From Mark Steyn‘s paranoid but enviably well-written America Alone:

The question for today’s Europe is whether the primary identity of their fastest-growing demographic is Muslim or Belgian, Muslim or Dutch, Muslim or French.

That’s where civilizational confidence comes in: if “Dutchness” or “Frenchness” seems a weak attenuated thing, then the stronger identity will prevail. One notes the similarities between revolutionary America and contemporary Europe: the United Empire Loyalists were older and wealthier; the rebels were younger and poorer. In the end, the former simply lacked the latter’s strength of will.

My own view is that Steyn greatly underestimates the confidence of Western culture (and probably Belgian/Dutch/French culture, though I know a lot less about these specifically) because the West has so few self-conscious spokesmen.

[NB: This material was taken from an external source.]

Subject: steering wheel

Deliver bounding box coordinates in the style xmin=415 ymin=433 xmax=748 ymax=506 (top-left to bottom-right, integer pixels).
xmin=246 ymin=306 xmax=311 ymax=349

In fact, though, the shortage of spokesmen is a sign of a culture so confident that it doesn’t bother trying to win converts. Western culture, beautiful, fun, and smart, wins converts and undermines the competition simply by existing.

For most of the 20th-century, socialists had hyper-confident advocates, but they lost anyway – in large part because capitalism is simply better-looking. I say the same thing will happen in the 21st-century competition between traditional Islam and Western culture. Islamists have an army of fiery spokesmen. But the West has Paris.